Pasado el tiempo, y viendo que el Santo no aparecía, se acordó en la reunión que se celebró en los locales del Club Cultural, donde se festejaban carnavales y la festividad de Reyes, en los que se repartía chocolate y churros, encargar una nueva talla, costeada por todos, a un ebanista del pueblo limítrofe de Peguelardos; que a juzgar por los resultados no era su fama producto de habladurías. Quienes conocían la talla antigua, no sabrían distinguirla de la nueva. Asistió el obispo de la diócesis, las autoridades provinciales y locales, el párroco y los vecinos a la colocación del Santo en su pedestal vacío. A la primera misa, tras la que asistieron las autoridades, acudió todo el pueblo. Sin embargo, hubo en el ambiente una sensación extraña, diferente, rara. Como si el Santo les fuera ajeno, otro, impostado. ¡No es el Santo! El propio párroco se enojó hasta el punto de recriminar a los feligreses, desde el púlpito, la falta de fe. Aquella reprimenda se convirtió en un pulso: el siguiente domingo no había en misa más que el párroco, el sacristán y la beata que asistía a todas las celebraciones.

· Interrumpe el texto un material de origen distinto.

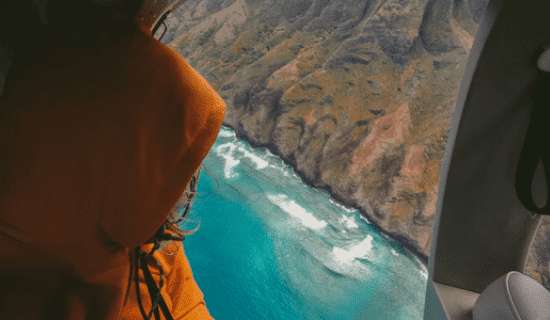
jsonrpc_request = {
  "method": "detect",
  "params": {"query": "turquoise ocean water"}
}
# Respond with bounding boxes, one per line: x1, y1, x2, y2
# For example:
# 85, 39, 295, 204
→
184, 127, 427, 320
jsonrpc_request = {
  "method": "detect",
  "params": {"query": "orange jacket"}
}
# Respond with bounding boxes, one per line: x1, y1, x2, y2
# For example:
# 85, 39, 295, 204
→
0, 4, 225, 320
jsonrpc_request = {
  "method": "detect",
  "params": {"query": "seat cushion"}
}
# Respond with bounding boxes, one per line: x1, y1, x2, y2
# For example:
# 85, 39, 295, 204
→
473, 271, 550, 320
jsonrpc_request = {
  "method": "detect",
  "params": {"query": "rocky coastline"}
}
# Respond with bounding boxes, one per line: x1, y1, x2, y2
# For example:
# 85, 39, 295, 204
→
223, 123, 428, 269
163, 0, 550, 288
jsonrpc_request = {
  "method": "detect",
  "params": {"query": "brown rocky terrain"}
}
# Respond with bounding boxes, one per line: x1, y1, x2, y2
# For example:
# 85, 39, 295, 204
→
163, 0, 550, 288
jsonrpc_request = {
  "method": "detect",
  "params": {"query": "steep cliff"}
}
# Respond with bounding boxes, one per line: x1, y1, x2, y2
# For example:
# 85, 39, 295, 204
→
163, 0, 550, 289
161, 0, 492, 261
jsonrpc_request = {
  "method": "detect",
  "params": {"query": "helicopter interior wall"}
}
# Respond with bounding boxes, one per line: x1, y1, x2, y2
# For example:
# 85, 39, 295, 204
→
425, 0, 550, 319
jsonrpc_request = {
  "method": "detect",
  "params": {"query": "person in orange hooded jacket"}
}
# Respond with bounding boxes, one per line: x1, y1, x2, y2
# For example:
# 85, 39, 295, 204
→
0, 0, 225, 320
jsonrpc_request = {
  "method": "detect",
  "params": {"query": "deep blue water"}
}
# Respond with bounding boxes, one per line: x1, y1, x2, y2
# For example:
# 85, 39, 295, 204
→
184, 127, 427, 320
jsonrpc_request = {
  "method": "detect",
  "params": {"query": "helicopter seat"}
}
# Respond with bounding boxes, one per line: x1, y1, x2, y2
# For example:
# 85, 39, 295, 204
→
473, 271, 550, 320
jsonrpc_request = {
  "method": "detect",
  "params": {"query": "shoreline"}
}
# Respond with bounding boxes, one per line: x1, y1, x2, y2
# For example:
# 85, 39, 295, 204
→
222, 122, 429, 270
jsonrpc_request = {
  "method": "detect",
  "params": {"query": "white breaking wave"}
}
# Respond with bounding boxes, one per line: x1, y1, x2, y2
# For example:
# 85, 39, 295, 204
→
216, 142, 241, 179
267, 194, 327, 230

¡Qué vamos a hacer? Habremos de mentir a los feligreses. ¿Cómo va a mentirles su párroco?
Llegaron las fiestas patronales, y como se había hecho desde que se tenía memoria, se sacó el Santo en procesión por las calles del pueblo. Un Santo que había perdido una mano, parta de la pintura policromada del hábito y una visible hendidura que se extendía por todo la espalda de la talla. Tras la procesión, se oyeron las acostumbradas vivas al Santo; mientras, en la plaza se trenzaban los vetustos pasos de jotas y rondones.